Passamos os anos a falar sobre a materialização do Natal. Como se o amor, a amizade, a solidariedade viessem embrulhados nos mais bonitos laços, acompanhados dos talões de trocar que escondem os valores mais elevados. Insurgimos-nos contra isso, uma, outra e outra vez. Ás vezes sem percebermos bem que o estamos a fazer, mas vamos na onda do "outro diz que disse".
Nunca recebemos da mesma mão que damos. Mas ás vezes há exceções, e elas sabem tão bem...
Outras vezes, pedimos a presença de alguém, anos a fio, vezes sem conta... E há uma vez, que mesmo num efémero momento que parece durar para sempre, ela acontece.

E quando tudo se conjuga, pela primeira vez, é Natal.

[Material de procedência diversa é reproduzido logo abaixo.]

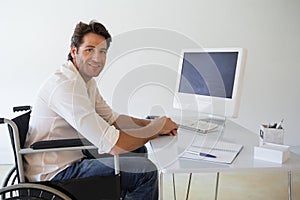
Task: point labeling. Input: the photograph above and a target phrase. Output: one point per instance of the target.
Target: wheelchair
(15, 185)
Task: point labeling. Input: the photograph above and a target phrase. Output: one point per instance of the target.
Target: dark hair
(82, 29)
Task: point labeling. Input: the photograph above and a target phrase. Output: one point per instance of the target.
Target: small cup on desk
(271, 134)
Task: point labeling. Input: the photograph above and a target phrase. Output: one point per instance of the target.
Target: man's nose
(97, 56)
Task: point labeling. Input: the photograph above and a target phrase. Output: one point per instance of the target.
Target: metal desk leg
(217, 185)
(189, 186)
(290, 185)
(174, 187)
(161, 184)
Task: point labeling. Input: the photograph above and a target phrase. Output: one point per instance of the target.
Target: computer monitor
(209, 81)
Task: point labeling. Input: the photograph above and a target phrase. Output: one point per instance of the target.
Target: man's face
(90, 57)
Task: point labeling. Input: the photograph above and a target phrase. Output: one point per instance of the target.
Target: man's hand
(168, 127)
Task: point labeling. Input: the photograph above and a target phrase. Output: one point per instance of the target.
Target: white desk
(166, 151)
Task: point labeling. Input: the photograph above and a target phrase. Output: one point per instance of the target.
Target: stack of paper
(214, 151)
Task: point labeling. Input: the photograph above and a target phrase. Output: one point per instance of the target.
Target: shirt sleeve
(70, 100)
(104, 110)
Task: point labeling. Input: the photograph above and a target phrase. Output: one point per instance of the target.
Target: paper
(224, 152)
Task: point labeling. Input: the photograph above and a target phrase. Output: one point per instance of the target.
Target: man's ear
(73, 52)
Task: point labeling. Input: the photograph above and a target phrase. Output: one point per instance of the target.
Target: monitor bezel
(216, 106)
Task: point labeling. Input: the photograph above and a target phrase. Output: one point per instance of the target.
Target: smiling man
(69, 105)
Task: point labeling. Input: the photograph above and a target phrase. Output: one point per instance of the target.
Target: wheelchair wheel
(11, 178)
(31, 191)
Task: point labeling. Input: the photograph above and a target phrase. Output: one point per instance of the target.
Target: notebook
(213, 151)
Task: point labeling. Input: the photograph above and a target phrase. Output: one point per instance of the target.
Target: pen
(207, 155)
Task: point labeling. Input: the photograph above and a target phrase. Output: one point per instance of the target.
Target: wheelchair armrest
(48, 144)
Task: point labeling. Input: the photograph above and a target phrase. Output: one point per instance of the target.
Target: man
(69, 105)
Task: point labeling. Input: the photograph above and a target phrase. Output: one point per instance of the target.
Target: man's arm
(134, 132)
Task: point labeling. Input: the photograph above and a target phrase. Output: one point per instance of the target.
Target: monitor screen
(209, 81)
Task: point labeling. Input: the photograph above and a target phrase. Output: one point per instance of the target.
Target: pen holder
(270, 135)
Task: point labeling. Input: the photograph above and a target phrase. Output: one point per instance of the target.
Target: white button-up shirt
(66, 107)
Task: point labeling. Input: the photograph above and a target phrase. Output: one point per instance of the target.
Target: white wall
(35, 40)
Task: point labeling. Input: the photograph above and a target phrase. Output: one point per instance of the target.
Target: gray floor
(241, 185)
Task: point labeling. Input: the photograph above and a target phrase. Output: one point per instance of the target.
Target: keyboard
(198, 125)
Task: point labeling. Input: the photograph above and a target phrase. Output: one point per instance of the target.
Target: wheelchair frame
(16, 187)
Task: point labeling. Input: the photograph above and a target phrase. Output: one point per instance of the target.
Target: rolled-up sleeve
(70, 100)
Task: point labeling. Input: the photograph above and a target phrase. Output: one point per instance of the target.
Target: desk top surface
(167, 149)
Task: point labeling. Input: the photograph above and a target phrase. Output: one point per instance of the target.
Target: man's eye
(90, 50)
(103, 51)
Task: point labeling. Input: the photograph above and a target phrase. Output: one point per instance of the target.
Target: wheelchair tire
(31, 191)
(11, 178)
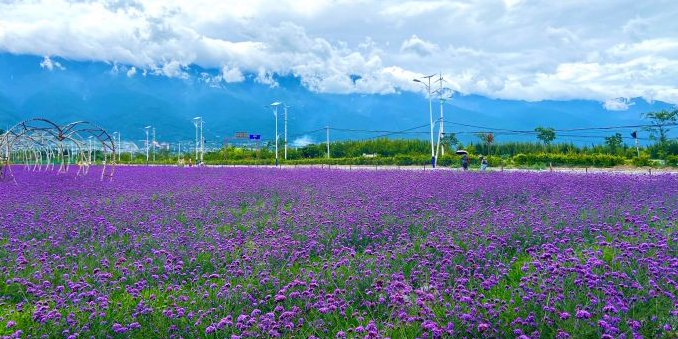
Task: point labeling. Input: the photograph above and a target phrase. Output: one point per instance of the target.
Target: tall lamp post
(199, 143)
(442, 94)
(430, 112)
(285, 109)
(153, 143)
(275, 114)
(147, 145)
(90, 149)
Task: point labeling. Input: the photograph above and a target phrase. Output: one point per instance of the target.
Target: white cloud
(50, 64)
(500, 48)
(302, 141)
(232, 74)
(131, 71)
(418, 46)
(618, 104)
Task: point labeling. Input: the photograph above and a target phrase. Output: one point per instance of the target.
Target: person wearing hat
(464, 161)
(483, 163)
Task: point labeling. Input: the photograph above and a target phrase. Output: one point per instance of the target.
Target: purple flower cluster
(165, 252)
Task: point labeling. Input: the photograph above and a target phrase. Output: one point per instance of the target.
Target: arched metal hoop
(41, 145)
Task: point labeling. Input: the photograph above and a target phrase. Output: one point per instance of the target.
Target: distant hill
(92, 91)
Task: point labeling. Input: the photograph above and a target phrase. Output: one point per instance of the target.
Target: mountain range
(122, 98)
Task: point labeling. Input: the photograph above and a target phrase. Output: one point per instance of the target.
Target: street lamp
(118, 149)
(275, 113)
(199, 143)
(285, 108)
(442, 94)
(147, 145)
(430, 112)
(90, 150)
(153, 143)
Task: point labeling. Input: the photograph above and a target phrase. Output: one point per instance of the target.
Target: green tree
(660, 124)
(614, 141)
(545, 134)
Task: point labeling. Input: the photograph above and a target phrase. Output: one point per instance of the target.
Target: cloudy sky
(607, 50)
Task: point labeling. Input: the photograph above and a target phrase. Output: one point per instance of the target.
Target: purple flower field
(262, 253)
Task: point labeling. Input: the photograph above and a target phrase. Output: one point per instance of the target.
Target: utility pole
(442, 117)
(119, 147)
(327, 132)
(430, 113)
(197, 122)
(634, 134)
(147, 145)
(153, 144)
(90, 149)
(202, 142)
(285, 108)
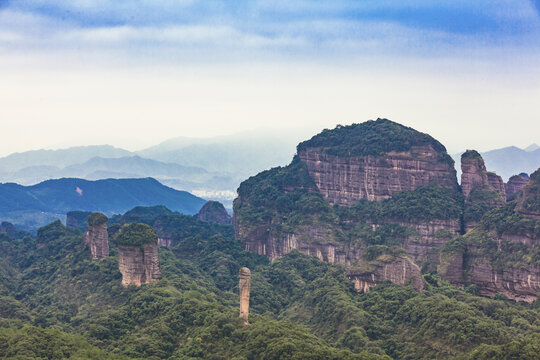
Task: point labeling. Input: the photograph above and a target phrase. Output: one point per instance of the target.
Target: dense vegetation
(58, 303)
(375, 137)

quinta-feira, 20 de dezembro de 2018

Tropeço

E de tanta vez que tropeçamos um no outro, fica a dúvida se não era o caminho ou se fomos nós que mudamos as encruzilhadas que nos estavam destinadas.
Agora já longe, aparecem as questões a que nunca vamos saber responder. Como teria sido o futuro, agora nosso presente? Onde estaríamos? Quem seríamos?
Vem o café, o fino e a imperial, uma e outra vez. Nasce a conversa como as cerejas no inicio da primavera, a maturar vários assuntos em simultâneo. De quando em vez, é golo e muda-se de assunto, e cai um silêncio onde falam os olhares que brotam as memórias passadas projetadas na vidraça. Vêm à memória números, encontros fugazes, noites frias passadas ao luar, catapultas de conversas que foram pontos de partida para tantos sonhos...
E é golo de novo. Cruza-se o olhar como outrora se cruzou o caminho, fixa-se o vazio á espera que o olhar se desvie para não encontrar no fundo da alma mais Estórias que ficaram esquecidas e perdidas no tempo.
E o tempo petrifica. Percebemos que assim que nos cruzamos, tu a tremer de frio eu com o coração a saltar, que não interessava se os detalhes tinham ficado no passado, porque o essencial continua a ser presente. Tropeçamos um no outro. Seguimos ou ficamos?

quarta-feira, 19 de dezembro de 2018

Um século depois

Não redescobri a anatomia das tuas mãos, mas reconheci a essência da tua alma. Os cabelos brancos nas têmporas contam a história da vida, onde em alguns pontos se cruzam deixando aquela marca irrefutável do amor misturado com a dor que tanta vez andam de mãos dadas.
A incompreensível razão das coisas é inexplicável também neste caso. O loop das questões que isso levanta não é relevante. Entender que mesmo um século depois o tempo não levou nada, que deixou o riso fácil, o olhar cortante, os choques elétricos que viajam através da atmosfera, agora regada com um cheiro a cigarro, e encontram o lugar onde se guardaram as emoções e reaviva-as, uma a uma.
A saudade mistura-se com o presente, numa viagem no tempo repleta de inconstantes vai-vem de memórias, ora da felicidade da tua presença, ora do abismo da tua ausência.
Saltitamos entre a vida, especial e banal e as crueldades do destino. As cicatrizes que elas deixaram são atenuadas pela certeza de que nada foi em vão.
A meta nem sempre é chegar e o caminho que fazemos é que dita quem somos.
Haverão sempre impulsos elétricos (e magnéticos?) perdidos num efeito doopler que deixámos na atmosfera e por mais vezes que a terra gire, este efeito não deixará de girar connosco. É a vida no seu estado mais cruel e verdadeiro e as nossas decisões esplanadas em cada passo da nossa vida.